The Otedola sisters are very active on Instagram. Here’s Cuppy and her billionaire father Femi Otedola.

Her 19 year-old ‘fashion blogging’ sister Temi, not to be left out the Parisian splendor, had opted for a Moulin Rouge-themed soirée for her 18th birthday. So far, so cosmopolitan. She’s Instagrammed below.

“We follow a new generation of Nigerian elite as they live, work and party—between Lagos and London,” the show’s narrator goes on to promise.

Except that we largely don’t. What we mostly see is the progeny of high-profile Nigerians working hard at spending easy money at places like Harrods. “I try to make it a point of duty to have a personal shopper in different states,“ Lagos ‘media personality’ Toke Makinwa earnestly informs us.
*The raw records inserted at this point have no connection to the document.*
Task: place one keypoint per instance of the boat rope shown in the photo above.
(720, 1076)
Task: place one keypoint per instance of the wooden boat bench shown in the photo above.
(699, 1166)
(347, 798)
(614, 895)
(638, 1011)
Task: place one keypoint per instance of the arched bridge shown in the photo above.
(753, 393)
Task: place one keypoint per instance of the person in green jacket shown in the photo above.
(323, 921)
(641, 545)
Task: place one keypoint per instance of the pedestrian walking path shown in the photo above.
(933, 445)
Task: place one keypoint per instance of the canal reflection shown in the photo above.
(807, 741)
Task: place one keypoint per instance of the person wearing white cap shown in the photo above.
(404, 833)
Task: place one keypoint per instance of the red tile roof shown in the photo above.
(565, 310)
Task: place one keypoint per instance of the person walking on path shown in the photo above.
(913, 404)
That’s London and New York by the way.

Out of all of the characters featured in the program, only one—British-born Alex Amosu appears to be close to doing anything that resembles ‘work’ and being ‘self-made’ as the world mostly defines it.
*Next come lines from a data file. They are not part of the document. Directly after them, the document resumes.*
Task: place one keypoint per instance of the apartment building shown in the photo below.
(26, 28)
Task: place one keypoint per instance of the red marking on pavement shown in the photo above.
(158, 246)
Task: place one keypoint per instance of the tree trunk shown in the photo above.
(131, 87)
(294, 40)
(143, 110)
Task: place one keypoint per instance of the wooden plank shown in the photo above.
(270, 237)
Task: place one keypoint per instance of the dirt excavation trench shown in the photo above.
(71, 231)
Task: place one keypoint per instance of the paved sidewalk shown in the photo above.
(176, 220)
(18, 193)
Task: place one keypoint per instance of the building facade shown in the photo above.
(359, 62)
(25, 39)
Is he the creator of some disruptive technology that aims to change the way we live? Solar power perhaps, that will bring Nigerian industry and society literally into the light? No. He sticks 14-carat diamonds onto mobile phone sets—and sells them on to other wealthy Nigerians.

And then you have the 28 year-old Mbadiwe twins Ozee and OC, about whom it is never really clear what they do—other than bask in the light of their distinguished family name, in between selfies.

The show—and Twitter—provided the perfect sounding board for comment and opinion – a heady mix of admiration, aspiration and outrage – among Nigerians at home and in the diaspora.

But arguably the most cogent online commentary on the program could be found away from the twittersphere.

Fans of Lagos To London will argue that the show and the other media stories like it are sorely needed—as alternative narratives to Boko Haram, the Niger Delta Avengers and endless stories of mind-boggling corruption—precisely what Nigeria needs to counter the country’s long-held stereotypes.

But just how much of an alternative are these narratives? Do they seek to pursue a higher truth for a nation misconstrued? What is clear is that they are utterly at odds with the daily monetary experiences of most Nigerians at the moment.

Nigeria may be Africa’s largest economy, but it’s an economy in a mess.

With more people living in poverty than in any other African country, Nigeria is on the brink of recession, the naira is in freefall against the dollar with imminent devaluation a real possibility, and inflation was at 13.6% in April, a six-year high.

Oil production is at its lowest in 20 years, due to poor infrastructure, spiraling global prices and sabotage from the latest iteration of militants in the Delta.

Nigeria also has acutely low foreign exchange reserves of around $27 billion and high unemployment at 12.1% in the first quarter of this year.

Stories in western media of young Nigerian playboys and debutantes spending their inheritance via armies of personal shoppers stationed from London to New York via Dubai are a rather unsavory counterpoint to the life lived by Nigerians at home and their attempts to get a grip on an out-of-control economy.

The irony in last week’s documentary is that it featured the grandchildren of some of Nigeria’s late prominent statesmen—former Lagos State Governor Sir Michael Odetola and Kingsley Ozumba Mbadiwe, a minister of the First Republic. But there was a saddening lack of awareness of their own legacy and what their lives say about a country that could be so much more than it is. None of them had anything to say about their homeland, other than perfunctory references to the ‘family business.’

As obsessed with Instagram as they are with instant gratification, the Lagos-to-London super-rich are akin to a gaggle of Nigerian Neros—fiddling while home burns.

Nigerian elites presenting as shallow, luxury goods-obsessed dilettantes provides no more context to the story of Africa’s most populated country than the ubiquitous tales of economic crises, religious fundamentalism and corruption.

Correction: Nigeria’s current foreign reserves are at $27 billion, a previous version had stated $27 million.